Schmitt: Wir bieten sicher nicht in jeder Filiale perfekten Service an. Bei großem Andrang kann die Beratung nicht immer optimal sein. Wenn es ruhiger ist, können wir den Kunden auch genügend beraten. Der Kunde hat Anspruch auf eine vernünftige Antwort, wenn er Fragen zu seinem Gerät hat.

CHIP: Muß er dafür hinfahren?

Schmitt: Nein, er kann auch anrufen.

CHIP: Unsere Leser klagen aber, daß sie sich bei Escom immer die Finger wund wählen.

Schmitt: Das hängt davon ob, wann sie anrufen. Am besten ist es vormittags am Wochenbeginn. Da machen wir den geringsten Umsatz und haben am meisten Zeit.

CHIP: Der Kunde soll sich also am Montag oder Dienstag einen halben Tag freinehmen.

Schmitt: Ich würde es so machen. Ich gehe auch nicht am Donnerstagabend oder Samstags zum Einkaufen.

CHIP: Ist es eigentlich schwer, gute Mitarbeiter zu finden?

Schmitt: Ja, schon. Aber die meisten Läden von uns haben Stammkunden und ein Stammpersonal. Wir versuchen, die Verkäufer so gut wie möglich zu schulen. Beschwerden sind an sich immer Ausreißer. Wenn sie sich mal bei einer Filiale häufen, wechseln wir das Personal aus.

CHIP: Was verstehen Sie unter Service?

Schmitt: Bei uns soll der Kunde König sein. Wir können dem Kunden bei unserer eng kalkulierten Gewinnspanne aber keine dreistündigen Gratis-Einführungskurse geben. Er kann bei uns verschiedene Servicepakete kaufen.

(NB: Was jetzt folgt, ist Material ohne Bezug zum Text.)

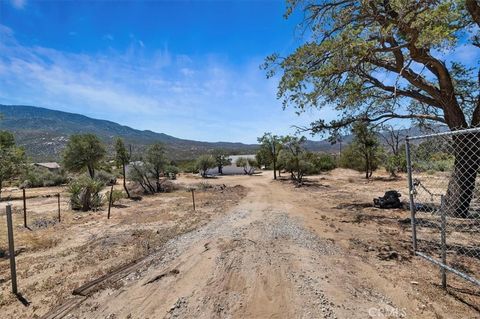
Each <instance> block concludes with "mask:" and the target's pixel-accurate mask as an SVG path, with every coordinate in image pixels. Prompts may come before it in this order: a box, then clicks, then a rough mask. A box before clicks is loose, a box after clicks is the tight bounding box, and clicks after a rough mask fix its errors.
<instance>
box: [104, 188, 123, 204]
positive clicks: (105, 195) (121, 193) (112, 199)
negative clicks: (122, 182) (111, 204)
mask: <svg viewBox="0 0 480 319" xmlns="http://www.w3.org/2000/svg"><path fill="white" fill-rule="evenodd" d="M124 198H126V196H125V193H124V192H123V191H121V190H117V189H114V190H113V192H112V205H115V204H117V203H118V202H119V201H120V200H121V199H124ZM105 199H106V200H107V201H108V200H110V191H108V192H107V193H106V194H105Z"/></svg>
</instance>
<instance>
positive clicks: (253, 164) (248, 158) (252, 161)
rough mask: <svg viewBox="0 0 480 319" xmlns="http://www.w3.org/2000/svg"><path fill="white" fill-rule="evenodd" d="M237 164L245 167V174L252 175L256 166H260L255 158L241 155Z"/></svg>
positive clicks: (235, 162)
mask: <svg viewBox="0 0 480 319" xmlns="http://www.w3.org/2000/svg"><path fill="white" fill-rule="evenodd" d="M235 165H237V167H243V171H244V172H245V175H252V174H253V173H254V172H255V168H257V167H258V162H257V160H255V159H253V158H246V157H239V158H238V159H237V161H236V162H235Z"/></svg>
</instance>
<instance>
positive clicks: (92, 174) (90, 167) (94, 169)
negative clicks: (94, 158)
mask: <svg viewBox="0 0 480 319" xmlns="http://www.w3.org/2000/svg"><path fill="white" fill-rule="evenodd" d="M87 168H88V174H89V175H90V178H91V179H93V178H94V177H95V169H94V168H93V167H92V166H88V167H87Z"/></svg>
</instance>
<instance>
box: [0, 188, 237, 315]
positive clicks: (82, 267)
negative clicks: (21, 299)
mask: <svg viewBox="0 0 480 319" xmlns="http://www.w3.org/2000/svg"><path fill="white" fill-rule="evenodd" d="M51 191H53V192H58V188H55V189H52V190H51ZM35 192H36V193H42V194H46V193H48V191H47V190H46V189H42V190H40V191H37V190H35ZM32 193H33V191H32ZM245 194H246V190H245V188H243V187H241V186H237V187H231V188H224V189H222V190H219V189H215V188H212V189H207V190H204V191H197V192H196V201H197V209H196V211H193V209H192V200H191V194H190V193H187V192H185V191H184V190H181V191H176V192H173V193H168V194H157V195H154V196H145V197H143V199H142V200H141V201H130V200H122V202H121V205H119V206H117V207H113V208H112V212H111V214H112V217H111V219H110V220H107V218H106V211H105V210H102V211H98V212H89V213H82V212H73V211H70V210H69V209H68V198H67V197H66V196H62V203H61V208H62V222H61V223H58V221H57V219H56V216H57V199H56V198H54V199H53V200H52V199H51V198H49V197H46V196H41V197H37V198H31V199H29V200H28V201H27V207H28V208H29V209H28V224H29V227H30V230H29V229H25V228H24V227H23V210H22V203H21V201H20V200H13V201H11V203H12V204H13V205H14V228H15V245H16V252H17V253H16V254H17V271H18V283H19V290H20V292H21V293H22V295H23V296H24V297H25V298H26V299H27V300H28V301H30V302H31V305H30V306H29V307H24V306H22V305H21V303H20V302H19V301H18V300H17V299H16V298H15V297H14V296H12V295H11V294H10V293H9V290H10V280H9V279H10V268H9V266H8V256H7V254H6V251H7V250H8V249H7V241H6V237H7V236H6V226H5V223H4V222H3V223H0V252H3V253H2V256H1V257H0V292H1V295H0V306H1V307H2V312H3V314H2V316H3V315H8V316H10V317H12V318H13V317H18V318H20V317H37V316H40V315H42V314H44V313H45V312H47V311H48V310H49V309H50V308H52V307H54V306H55V305H58V304H59V303H61V302H62V301H63V300H64V299H65V298H66V297H68V296H70V295H71V293H72V291H73V289H75V288H76V287H78V286H80V285H81V284H83V283H84V282H86V281H89V280H92V279H95V278H97V277H100V276H102V275H104V274H106V273H108V272H109V271H111V270H112V269H115V268H116V267H118V266H120V265H123V264H126V263H128V262H131V261H133V260H137V259H139V258H141V257H143V256H146V255H149V254H151V253H153V252H154V251H157V250H159V249H161V247H162V245H163V244H164V243H165V242H167V241H168V240H170V239H171V238H174V237H176V236H178V235H180V234H184V233H186V232H189V231H192V230H194V229H196V228H198V227H200V226H201V225H204V224H205V223H208V221H210V220H211V219H212V218H216V216H217V215H219V214H222V213H223V212H225V211H226V210H228V208H229V207H231V206H232V205H234V204H235V203H237V202H238V201H239V200H240V199H241V198H242V197H244V196H245ZM65 195H66V194H65ZM12 197H13V196H12ZM1 216H3V219H5V213H4V211H3V212H1V213H0V217H1Z"/></svg>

CHIP: Weisen Ihre Verkäufer die Kunden darauf hin?

Schmitt: Ich gehe davon aus, daß der Kunde unsere Werbung gelesen hat. Informationsmaterial über unsere Servicepakete erhält der Kunde selbstverständlich auch in jeder Filiale.

CHIP: Wir kriegen immer wieder Briefe von Lesern, die über Escom klagen. Läuft in ihren Filialen viel schief?

Schmitt: Es passiert, da können Sie nichts dran drehen. Ich ärgere mich da furchtbar drüber. Da kriegt man wirklich graue Haare, wenn man hört, was manchmal schiefgelaufen ist. Oftmals ist es eine Aneinanderreihung unglücklicher Umstände, die dann zur Verärgerung des Kunden führt.